7月4日の独立記念日、イベントで手を振るドナルド・トランプ米大統領とメラニア夫人(写真:ロイター/アフロ)

 米連邦準備理事会(FRB)の金融政策運営をトランプ米大統領が公の場で批判した回数の月別カウントが、6月は9回に達した。昨年12月(6回)を大幅に上回る最高記録である<図1>。

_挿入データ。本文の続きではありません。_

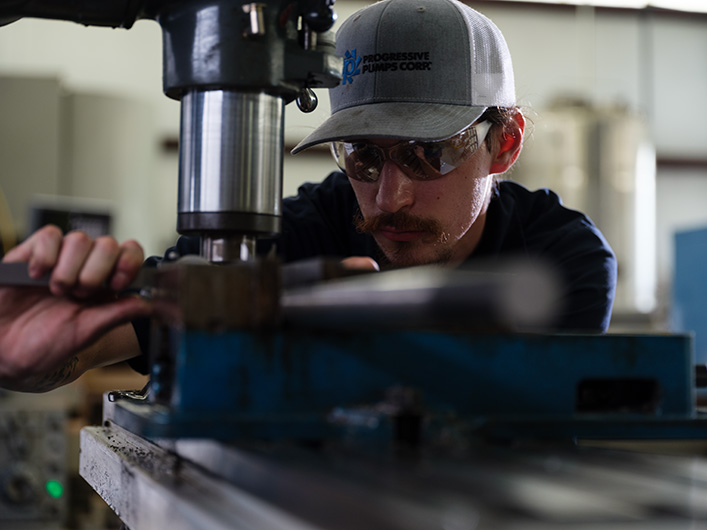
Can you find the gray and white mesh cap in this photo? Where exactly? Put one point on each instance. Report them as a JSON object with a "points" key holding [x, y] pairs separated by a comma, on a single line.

■図1: トランプ米大統領による公の場(含むSNS)でのFRBに対する「口先介入」回数
注:19年6月は筆者によるカウント。他は米紙ウォール・ストリート・ジャーナル 19年6月11日掲載記事による
(出所)WSJ記事を基に筆者作成

 この破天荒な政治家によって、それぞれの月に、実際にどのような「口先介入」があったのかを見ておきたい。

【18年12月】
 ◇トランプ大統領は11日、ロイターのインタビューで、翌週開催の連邦公開市場委員会(FOMC)で利上げが決まるとしたら「ばかげていると思うが、私に何が言えるだろう」「(利上げ継続方針は)気に入らない」と発言。パウエルFRB議長について「彼は良い人間だと思う。彼は、自分が最善だと考えることをやろうとしているとは思う。私とは意見が違う」としつつも、「彼は強引過ぎ、あまりにも強引過ぎ、実際にあまりにも強引過ぎると思う」と評した。

 ◇大統領は13日には米FOXテレビのインタビューで、「FRBはこれ以上金利を上げないでほしい」と発言。インフレ率は非常に低く、利上げの必要はないと主張した。

 ◇17日にはツイッターに、「ドルは非常に強く、実質的にはインフレは起きていない」にもかかわらずFRBがいまだに利上げを検討していることが「信じられない」と記述した。

「こういう人間はパットなどできない!」

 ◇金融政策を決定するFOMCの初日である18日にも、トランプ大統領はツイッターで、FOMCのメンバーに「再び過ちを犯してはならない」と求め、「株価の下落を念頭に市場をさらに不安定にさせるな」「市場を感じろ。意味のない数字で判断するな」と記した。

 ◇FOMCで追加利上げが決まった後、米国株は19年も利上げが続くことを恐れて急落した。「米国経済が抱える唯一の問題はFRBだ。相場感覚がなく、必要不可欠な貿易戦争のほか、ドル高、国境問題により民主党が政府機関を閉鎖したことすら理解していない」と、大統領は24日にツイート。「FRBは、力は強いがタッチ(アプローチやパターの感覚)がないためスコアが上がらないゴルファーのようだ。こういう人間はパットなどできない!」と、FRBを厳しく批判した。

 ◇トランプ大統領は25日、ホワイトハウスで記者団からパウエル議長について問われ、「当局の利上げペースは速過ぎる。それが私の意見だ。信頼しているのは確かだ。状況は是正されると思う」と述べた。その10日後である1月4日に、パウエル議長は突然、利上げに慎重なハト派姿勢への転換を表明し、株価は上昇。大統領が述べた方向で「状況は是正」された。

【19年6月】
 ◇トランプ大統領は6月6日収録のFOXニュースのインタビューで、FRBが利上げしなければ株価は今よりも「1万ポイント高かっただろう」、金融当局は「利下げやその他あれこれをすべきだった」と発言した。